Insurance firms are feeling pressure from all angles according to recent data released by PwC, which states that 65 per cent of insurance CEOs have expressed worry that new entrants in the insurance industry are a threat to growth, while 94 per cent are concerned about over-regulation in the sector.

Insurance costs are rising as well, with the average cost to insure a 17-22 year-old driver already exceeding £1,200 per year. The main reason car insurance for young drivers is so expensive is that prices are set based on the amount of risk to the insurer, and statistics show that young drivers are far more likely to be involved in accidents than drivers over the age of 25.

The recent emergence of Big Data has created a renewed interest in data management across the insurance industry, and has brought with it opportunities for both auto insurers and the drivers who purchase their policies. The increasing amount of digital information generated and made available for analysis has the potential to provide deep insights into consumer behaviour, and to improve outcomes for both insurers and policyholders alike.

According to Nitin Rakesh, CEO and President of leading digital modernisation and IT services company Syntel, established insurance companies have vast stores of historical information that give them a distinct advantage over newer competitors.

“The foundation of the insurance industry is accurate risk assessment, and traditional insurers have a wealth of data at their disposal,” said Rakesh. “Their business is heavily data-dependant, and insurers must leverage data more effectively in order to remain competitive and retain customers in the digital age.”

The modern IT landscape requires insurers to adapt and cater to new customers that typically demand greater ease of access and information, as well as innovative new business models that are creating competitive niches throughout the industry.

One such innovation is “pay-as-you-drive” insurance, which uses vehicle-mounted telematics devices that allow insurers to collect real-time data on actual driving habits.
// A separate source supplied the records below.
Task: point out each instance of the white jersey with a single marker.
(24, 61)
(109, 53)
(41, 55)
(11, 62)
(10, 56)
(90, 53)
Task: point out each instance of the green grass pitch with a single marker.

This data enables insurers to make a more accurate risk assessment and offer more competitive insurance premium prices, leading to better customer retention.

However, the model is data intensive and requires insurers to effectively leverage Big Data analytics to sift through mountains of real-time data to derive the information and insights they need to make informed decisions.

“An innovative technology partner can help insurers stay ahead of the data overload and unlock hidden patterns and insights within their data to better serve their customers,” said Rakesh.

“Big Data provides insurers with an opportunity to create a competitive edge by collating, extracting and truly understanding customer data so that they can pass on both convenience and cost savings to their customers,” said Rakesh. “Insurers that choose a digital path will reap the rewards, while those that hesitate will find themselves at a serious disadvantage in the new digital marketplace.”